Almost four years later, possibly thousands of other Sudanese refugees remain in Israel – illegally. But for those Shetrit made citizens, a certain sense of “Israeliness” is beginning to emerge – perhaps nowhere more so than at Hummus Gan Eden (Paradise Hummus) in downtown Tel Aviv.
Opened by 33 year-old Darfuri Moohi Muhamed, Hummus Gan Eden is not just one of the first formal businesses launched by the refugees, it’s a symbolic stab at Israel’s cultural and culinary core. “Hummus is the heart of the nation, so to be part of Israel’s hummus world is to become an honorary Israeli,” explains Eytan Schwartz, former spokesman of the Committee for the Advancement of Refugees from Darfur (Card). “The Darfuri situation crystallised what it means for Israel to be both a Jewish and democratic society,” Schwartz adds.
“Israel knew it could not allow in everyone if the country is to remain Jewish, but as Jews we have a responsibility not to allow ethnic persecution on our watch.”
For Muhamed – who owns the 20-table restaurant with a pair of fellow Darfuris – launching Hummus Gan Eden was a far more practical than prosaic endeavour.
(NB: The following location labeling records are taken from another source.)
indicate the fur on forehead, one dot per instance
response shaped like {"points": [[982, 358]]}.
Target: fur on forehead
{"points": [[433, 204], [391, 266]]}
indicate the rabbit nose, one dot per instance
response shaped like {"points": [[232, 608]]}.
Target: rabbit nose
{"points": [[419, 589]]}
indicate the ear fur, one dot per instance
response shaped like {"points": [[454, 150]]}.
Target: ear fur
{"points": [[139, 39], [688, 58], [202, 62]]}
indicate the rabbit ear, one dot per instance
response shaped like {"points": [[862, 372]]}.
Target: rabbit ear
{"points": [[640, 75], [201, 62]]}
He ran several restaurants back in Sudan, and later toiled in the kitchen at a popular hummusia in Tel Aviv.
What’s more, Sudan has its own hummus tradition, often serving it spiked with sugar as a dessert. “We’re quite used to hummus, it’s eaten after the fast during Ramadan,” says Muhamed, who arrived in Israel after an arduous journey involving trains, automobiles and ultimately Bedouin “handlers”. “I’m just happy to have my business – to finally have my own restaurant.”
Locals appear happy as well with Hummus Gan Eden’s arrival. Omer Laor, a 25 year-old PR agent was a vocal fan of Muhamed’s hummus at his former restaurant. “Now at their new spot, the hummus is even better,” he says.
A groovy new neighbourhood café has also opened alongside Hummus Gan Eden, helping to turn this city centre corner into an ascendant hipster hangout. And, most crucially, Hummus Gan Eden’s location close to the beach fills a gap in a culinary marketplace full of tired tourist traps begging for decent places to eat. “Hummus Gan Eden is both good and good for you,” says Laor. “We always visit on the way back from the beach; already half the crowd is made up of foreigners.”